Diese Neuordnung, in Verbindung mit den Rückständen und niedrigeren Zinsen, hat zwar das Anwachsen des Schuldendienstes (Zinsen und Rückzahlungen) verlangsamt. Die Höhe dieser Zahlungen ist jedoch weiterhin gestiegen. Gleichzeitig ist der Umfang der neuen, an Entwicklungsländer vergebenen Bankkredite dramatisch gesunken.
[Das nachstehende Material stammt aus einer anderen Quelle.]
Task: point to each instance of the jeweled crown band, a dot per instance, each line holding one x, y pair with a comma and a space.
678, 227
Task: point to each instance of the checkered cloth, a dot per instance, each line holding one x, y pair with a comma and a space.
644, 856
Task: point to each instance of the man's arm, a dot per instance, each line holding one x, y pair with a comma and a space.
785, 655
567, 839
Besonders von dieser Entwicklung betroffen sind die Länder mit den höchsten Schulden.
Die Folge davon ist nun, daß der Nettogeldfluß von den privaten Banken zu den Entwicklungsländern gegenwärtig negativ ist: Die Entwicklungsländer zahlen an die Banken mehr als sie bei ihnen borgen.
Den Statistiken der Weltbank zufolge sind noch 1981 aus privaten Quellen an die Entwicklungsländer um 16 Milliarden Dollar (300 Milliarden Schilling) mehr geflossen als in die umgekehrte Richtung. Aber 1982 war der Nettotransfer bereits negativ (sieben Milliarden Dollar). Wir schätzen, daß sich diese negative Bilanz 1983 auf 21 Milliarden Dollar belaufen hat.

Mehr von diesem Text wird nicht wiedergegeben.